Flip Chip (Flip Chip) is suitable for use in situations where the area requirements after packaging are high or where the inductance of the wires and the transmission time of the signals are sensitive. Besides, the packaging mode of Wire Bonding (Wire Bonding) can be used, so that the cost is reduced, and the flexibility of the packaging structure is improved.

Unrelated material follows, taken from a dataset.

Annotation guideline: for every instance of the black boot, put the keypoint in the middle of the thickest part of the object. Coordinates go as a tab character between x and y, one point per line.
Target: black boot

The Ball Grid Array (Ball Grid Array) can provide more pins, has short average wire length of the pins and has the function of transmitting signals at high speed, wherein the package can be replaced by Pin Grid Array Package (PGA), zero plugging force (Zero Insertion Force, ZIF), single-side contact connection (Single Edge Contact Connection, SECC), contact Array (LGA) and the like.

Optionally, the neural network chip 111 and the second substrate 113 are packaged by using a flip chip ball grid array (Flip Chip Ball Grid Array), and a schematic diagram of a specific neural network chip package structure may refer to fig. 6. As shown in fig. 6, the neural network chip package structure includes: the neural network chip 21, the bonding pads 22, the solder balls 23, the second substrate 24, the connection points 25 on the second substrate 24, and the pins 26.

The bonding pad 22 is connected with the neural network chip 21, and the bonding pad 22 and the second substrate 24 are connected by soldering to form a solder ball 23 between the bonding pad 22 and a connection point 25 on the second substrate 24, so that the neural network chip 21 is packaged.

The pins 26 are used for being connected with an external circuit (for example, the first substrate 13 on the board card 10 of the neural network processor) of the packaging structure, so that transmission of external data and internal data can be realized, and the neural network chip 21 or a neural network processor corresponding to the neural network chip 21 can process the data conveniently. The present disclosure is not limited by the type and number of pins, and different pin formats may be selected and arranged according to certain rules according to different packaging techniques.

Optionally, the neural network chip package structure further includes an insulating filler disposed in the gaps among the pads 22, the solder balls 23 and the connection points 25, for preventing interference between the solder balls.

Wherein, the material of the insulating filler can be silicon nitride, silicon oxide or silicon oxynitride; the interference includes electromagnetic interference, inductive interference, and the like.

Optionally, the above-mentioned neural network chip packaging structure further includes a heat dissipating device for dissipating heat generated during operation of the neural network chip 21. The heat sink may be a sheet of metal, a heat sink or a heat sink with good thermal conductivity, such as a fan.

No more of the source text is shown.